JPMorgan Chase is gearing up to spend $500 million during the next five years to boost economic opportunities in cities around the country and some outside of the U.S.
Reuters, citing JPMorgan Chase, reported the program is based on its previous efforts to invest in urban renewal, including its $150 million investment it made in Detroit in 2014. Since then it has invested $40 million in Chicago and $25 million in Washington D.C., reported Reuters.
Half of the new money will come in the form of philanthropic grants, while the other half will provide low-cost, long-term development capital including to teach job skills, finance small businesses of minorities and women, help families with their financial issues and to overhaul neighborhoods. “Businesses can and must step up to help change the status quo by creating a better future for all, no matter where they live,” Chief Executive Jamie Dimon said in a statement, reported Reuters. “It is in our best interest and the right thing to do.”
According to the report, the program is aimed at making big investments in cities where the bank thinks there are the conditions for success. JPMorgan said it plans to name a global city that will get some of the funding outside of the U.S. The report noted that this time around, the bank put in place a formal process for cities to submit bids for the financing. It is looking for proof of collaboration between public and private interests to rebuild neighborhoods in the cities that it supports, noted the report. JPMorgan expects the $500 million will be matched by $1 billion in other capital, noted Reuters.

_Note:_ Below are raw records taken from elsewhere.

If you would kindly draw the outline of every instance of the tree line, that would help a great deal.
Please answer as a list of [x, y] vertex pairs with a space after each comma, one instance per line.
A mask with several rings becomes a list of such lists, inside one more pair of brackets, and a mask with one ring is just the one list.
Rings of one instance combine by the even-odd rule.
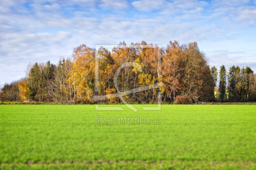
[[[158, 76], [159, 54], [161, 77]], [[117, 82], [120, 92], [158, 82], [164, 85], [160, 88], [121, 97], [128, 102], [155, 102], [158, 92], [162, 102], [175, 104], [256, 99], [256, 75], [249, 67], [240, 69], [233, 66], [227, 71], [224, 65], [219, 70], [215, 66], [210, 68], [206, 55], [200, 51], [196, 42], [180, 45], [174, 41], [161, 48], [144, 41], [130, 45], [124, 41], [111, 51], [103, 47], [96, 50], [81, 45], [74, 48], [70, 57], [60, 59], [57, 64], [50, 61], [29, 63], [25, 78], [4, 85], [0, 100], [28, 98], [59, 103], [98, 103], [92, 100], [93, 96], [117, 92], [114, 75], [122, 64], [128, 62], [139, 63], [142, 71], [134, 67], [122, 68]], [[98, 72], [97, 85], [95, 71]], [[96, 86], [99, 88], [95, 91]], [[116, 98], [101, 102], [117, 103], [121, 100]]]

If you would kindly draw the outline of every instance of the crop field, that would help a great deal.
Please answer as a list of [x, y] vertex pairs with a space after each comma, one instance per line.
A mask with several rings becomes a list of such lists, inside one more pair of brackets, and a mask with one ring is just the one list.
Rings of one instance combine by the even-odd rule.
[[256, 168], [256, 105], [120, 106], [0, 105], [0, 169]]

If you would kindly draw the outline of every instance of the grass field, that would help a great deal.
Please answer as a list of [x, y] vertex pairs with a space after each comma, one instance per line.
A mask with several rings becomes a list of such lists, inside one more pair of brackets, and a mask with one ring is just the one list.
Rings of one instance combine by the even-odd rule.
[[[135, 106], [0, 105], [0, 169], [256, 169], [256, 105]], [[96, 124], [97, 116], [161, 123]]]

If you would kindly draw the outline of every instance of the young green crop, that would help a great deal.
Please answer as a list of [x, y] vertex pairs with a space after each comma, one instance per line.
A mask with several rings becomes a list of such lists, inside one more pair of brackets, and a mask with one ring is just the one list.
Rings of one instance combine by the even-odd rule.
[[[136, 113], [120, 106], [126, 110], [0, 105], [0, 168], [256, 167], [256, 106], [162, 105], [146, 111], [140, 107], [150, 105], [136, 105]], [[161, 122], [100, 124], [97, 116]]]

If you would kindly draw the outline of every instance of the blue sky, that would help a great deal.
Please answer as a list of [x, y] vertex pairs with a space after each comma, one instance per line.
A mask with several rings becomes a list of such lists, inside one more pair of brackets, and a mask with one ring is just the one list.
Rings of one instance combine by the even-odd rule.
[[0, 84], [82, 44], [196, 41], [209, 64], [256, 72], [256, 0], [0, 0]]

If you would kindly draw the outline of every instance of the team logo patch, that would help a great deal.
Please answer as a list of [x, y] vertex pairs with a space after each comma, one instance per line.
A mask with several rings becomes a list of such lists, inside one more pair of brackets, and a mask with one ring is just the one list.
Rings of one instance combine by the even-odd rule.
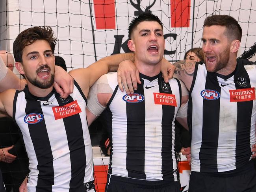
[[166, 105], [177, 107], [175, 95], [168, 93], [154, 93], [156, 105]]
[[216, 100], [219, 98], [221, 94], [215, 90], [204, 89], [201, 92], [201, 96], [206, 100]]
[[55, 120], [72, 116], [82, 112], [76, 100], [65, 105], [54, 107], [52, 109]]
[[246, 78], [243, 77], [239, 77], [236, 82], [240, 87], [245, 87], [247, 85]]
[[163, 91], [164, 92], [169, 92], [170, 91], [170, 89], [171, 89], [169, 83], [167, 83], [164, 81], [162, 81], [161, 82], [161, 88], [162, 88]]
[[122, 100], [127, 103], [139, 103], [144, 100], [144, 96], [138, 93], [134, 93], [125, 95]]
[[41, 113], [32, 113], [27, 114], [24, 117], [24, 122], [28, 124], [36, 124], [42, 121], [44, 116]]
[[252, 101], [255, 100], [255, 89], [242, 89], [229, 90], [230, 102], [241, 102]]

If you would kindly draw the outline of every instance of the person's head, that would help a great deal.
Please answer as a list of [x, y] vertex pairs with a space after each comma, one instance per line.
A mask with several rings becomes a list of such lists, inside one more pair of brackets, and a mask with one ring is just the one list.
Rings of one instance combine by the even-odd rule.
[[0, 57], [3, 59], [6, 66], [12, 71], [13, 70], [15, 62], [12, 55], [5, 50], [2, 50], [0, 51]]
[[135, 60], [156, 65], [163, 58], [165, 50], [163, 24], [158, 17], [144, 13], [134, 18], [128, 28], [128, 47], [135, 54]]
[[19, 34], [13, 42], [17, 69], [33, 85], [42, 89], [51, 87], [54, 73], [56, 39], [50, 27], [34, 27]]
[[201, 48], [193, 48], [186, 52], [184, 59], [193, 60], [196, 61], [204, 61], [204, 52]]
[[234, 69], [242, 29], [229, 15], [208, 16], [204, 22], [202, 40], [206, 69], [225, 74]]
[[66, 62], [62, 57], [59, 56], [55, 56], [55, 65], [61, 66], [63, 69], [67, 71], [67, 66]]

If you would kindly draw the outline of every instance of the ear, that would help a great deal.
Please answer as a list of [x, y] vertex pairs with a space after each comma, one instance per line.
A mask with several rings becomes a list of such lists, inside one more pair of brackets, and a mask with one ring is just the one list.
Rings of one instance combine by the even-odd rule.
[[234, 53], [237, 52], [240, 47], [240, 41], [239, 40], [234, 40], [231, 42], [230, 46], [230, 52]]
[[131, 39], [129, 40], [127, 42], [127, 45], [128, 46], [129, 49], [132, 52], [135, 52], [136, 49], [135, 48], [134, 42], [133, 40]]
[[15, 62], [15, 66], [17, 69], [17, 70], [18, 70], [18, 71], [19, 71], [19, 73], [22, 75], [24, 75], [25, 74], [25, 72], [23, 70], [23, 66], [21, 63]]

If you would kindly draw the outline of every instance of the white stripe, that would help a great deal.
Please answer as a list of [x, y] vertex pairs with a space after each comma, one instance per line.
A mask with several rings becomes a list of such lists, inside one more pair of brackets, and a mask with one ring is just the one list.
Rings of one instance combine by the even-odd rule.
[[[193, 100], [192, 138], [191, 143], [191, 170], [200, 171], [199, 151], [202, 145], [202, 111], [203, 99], [201, 99], [201, 91], [204, 89], [206, 81], [206, 69], [204, 65], [199, 65], [195, 86], [191, 93], [193, 98], [199, 98]], [[205, 78], [202, 78], [204, 76]], [[198, 77], [200, 77], [200, 78]]]
[[114, 98], [114, 104], [110, 104], [113, 111], [112, 126], [113, 151], [111, 167], [113, 175], [128, 177], [128, 172], [126, 170], [127, 119], [126, 114], [124, 114], [126, 112], [123, 110], [126, 108], [126, 102], [122, 100], [122, 96], [126, 94], [121, 92], [119, 89]]
[[[37, 184], [37, 176], [39, 171], [37, 169], [38, 162], [36, 158], [35, 149], [33, 147], [33, 142], [28, 130], [28, 124], [24, 124], [24, 116], [22, 114], [25, 114], [25, 109], [27, 103], [25, 99], [25, 93], [22, 92], [19, 94], [16, 102], [16, 111], [15, 112], [15, 121], [18, 125], [24, 125], [24, 127], [20, 126], [20, 131], [24, 138], [24, 143], [28, 157], [29, 159], [29, 169], [30, 170], [28, 176], [28, 191], [35, 191], [35, 186]], [[18, 104], [19, 104], [19, 106]], [[26, 127], [22, 128], [22, 127]]]
[[[234, 83], [222, 87], [234, 82], [234, 76], [224, 82], [223, 79], [217, 77], [221, 88], [220, 101], [219, 128], [217, 149], [218, 172], [235, 169], [236, 146], [237, 120], [237, 102], [227, 102], [230, 98], [229, 90], [236, 89]], [[227, 99], [227, 98], [228, 99]]]
[[[144, 87], [156, 85], [149, 89], [144, 89], [145, 96], [145, 174], [147, 180], [162, 179], [162, 105], [152, 105], [154, 98], [152, 89], [159, 92], [157, 81], [150, 84], [145, 79]], [[160, 123], [159, 123], [159, 122]], [[154, 165], [154, 166], [152, 166]]]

The new philanthropic program comes as JPMorgan is poised to become the largest U.S. bank. According to a recent Forbes report, JPMorgan is already the largest U.S. bank in terms of total assets, market capitalization and total deposits. With it handing out loans at a faster pace than its rivals, JPMorgan could soon become the leader in the U.S. banking industry. It’s also the largest investment bank and third-largest custody bank in the U.S.
Data showed that the largest U.S. banks (Wells Fargo, JPMorgan, Bank of America, Citigroup and U.S. Bank) reported a combined loan portfolio of nearly $3.8 trillion worldwide in Q2 2018 — more than 38 percent of total loans handed out by all U.S. commercial banks. Citigroup’s growth in its loan portfolio was impressive, standing at 5.6 percent — more than the rate of loan growth across the industry, which is at 4.6 percent.